Though the Yankees' five-game winning streak has come against an offensively-challenged Atlanta team and a hapless and banged-up bunch of Mets, a number of occurrences over the past week should give Yankee fans like myself reasons to be encouraged as the team prepares for two more weeks of baseball prior to the All-Star break.
Though this collection of ballplayers may not exactly replicate the championship-winning teams of the late-'90s, the team's play in the last week should encourage both the Yankee brass and the enormous fan base that the team possesses.
First and foremost, contributions have come from nearly every piece of the puzzle. The lineup has become exactly what everyone expected it to be at the season's start. Jeter and Damon have set the table for Teixeira and A-Rod, and the rest of the bats who reside lower in the lineup have become better because of it.
The role players have nicely played their parts, similar to those on Yankee teams, especially ones that have had tremendous success in the past.
A five-hit game from Gardner, the first career home run from Cervelli, an RBI double from Ransom, and a few sparkling plays at shortstop from Pena reminded me of some of those Shane Spencer, Jim Leyritz, and Luis Sojo moments that young Yankee fans have become accustomed to.
Also, the biggest question mark of the early part of the season—the bullpen, is no longer much of an uncertainty at all.

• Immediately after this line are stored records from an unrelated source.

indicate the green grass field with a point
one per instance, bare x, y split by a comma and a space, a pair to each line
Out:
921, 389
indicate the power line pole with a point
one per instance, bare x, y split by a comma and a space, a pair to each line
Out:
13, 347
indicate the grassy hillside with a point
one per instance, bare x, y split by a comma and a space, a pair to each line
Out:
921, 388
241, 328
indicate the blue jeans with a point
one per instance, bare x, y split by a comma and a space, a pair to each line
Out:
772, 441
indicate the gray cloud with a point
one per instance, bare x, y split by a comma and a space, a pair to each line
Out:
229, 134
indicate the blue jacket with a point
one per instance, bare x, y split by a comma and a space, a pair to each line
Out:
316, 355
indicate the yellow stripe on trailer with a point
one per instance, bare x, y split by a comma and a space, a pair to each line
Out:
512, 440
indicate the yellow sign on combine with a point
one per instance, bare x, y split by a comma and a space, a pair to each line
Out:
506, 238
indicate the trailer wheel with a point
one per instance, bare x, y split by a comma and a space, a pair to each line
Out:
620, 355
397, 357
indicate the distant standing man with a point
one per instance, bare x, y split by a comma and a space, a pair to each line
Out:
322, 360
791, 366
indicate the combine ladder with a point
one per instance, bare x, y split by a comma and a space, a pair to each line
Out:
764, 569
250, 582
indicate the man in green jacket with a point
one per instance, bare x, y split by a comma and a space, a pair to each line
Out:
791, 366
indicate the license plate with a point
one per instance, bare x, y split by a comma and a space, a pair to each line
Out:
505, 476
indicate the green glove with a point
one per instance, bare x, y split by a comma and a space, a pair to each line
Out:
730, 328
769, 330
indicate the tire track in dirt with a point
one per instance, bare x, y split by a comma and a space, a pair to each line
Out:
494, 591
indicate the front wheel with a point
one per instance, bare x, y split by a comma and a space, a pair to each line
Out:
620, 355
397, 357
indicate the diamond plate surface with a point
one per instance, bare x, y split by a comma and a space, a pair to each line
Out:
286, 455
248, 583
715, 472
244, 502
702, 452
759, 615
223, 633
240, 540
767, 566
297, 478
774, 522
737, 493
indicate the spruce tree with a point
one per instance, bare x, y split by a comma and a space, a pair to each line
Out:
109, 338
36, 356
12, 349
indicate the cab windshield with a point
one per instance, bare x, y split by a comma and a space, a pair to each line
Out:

No need to talk about Mariano Rivera, except to give him his props, but the men leading up to him have improved their performance from month to month.
Yes, the starting rotation has indeed rounded into form as we all expected it would, but the contributions of the likes of Aceves, a reliable long or short man, Hughes, a pitcher as dominant out of the pen as Joba was, Coke, a deadly left-hander who has struck the likes of Morneau and Pena, and Bruney, who when is locating is pitches is as unhittable as any short reliever in the league, have combined to form what is essentially a shutdown brigade in front of the game's best closer.
Even in a game on Thursday night where Pettitte only gave the Yanks three and two thirds innings, the bullpen did the job and was able to stop the bleeding immediately, a distinguishing characteristic of relievers like Lloyd, Boehringer, and Nelson when New York's bullpen was robot-like.
His two-run single on Wednesday just may have been the turning point for what has been a tumultuous stretch for one of the game's biggest stars, and since then, he hasn't gone after the bait of pitches out of the zone, and has become the stalwart most Yankee fans have come to know, and hopefully, support.
His defense is as good as ever. Not that it means much anymore, but it is a shame that people overlook his defense en route to having won no Gold Gloves at third.
They dominated the Mets and have their swagger back. They were able to comeback in Atlanta on Wednesday after having no baserunners through five innings against the likes of Kenshin Kawakami and Kris Medlen.
It is noteworthy that this Yankee club has showed some grit on the road, unlike the come-from-behind wins at home where they beat up on some bad pitching and took advantage of their ability to bop and sock.
It is noteworthy that they have beaten the Mets in the regular season series for the first time since 2003 (the last time the Yankees went to the World Series). Sitting at Citi Field on Friday night, I was waiting for something to go wrong, but instead, the Mets faltered, the Yankees won, and subsequently went on the sweep the weekend series.
This team, their front office, and the fans should have some hope. Trailing by only three games June 29 is not exactly what we all expected, but is also not something that should have Yankee fans hitting the ever-popular panic button.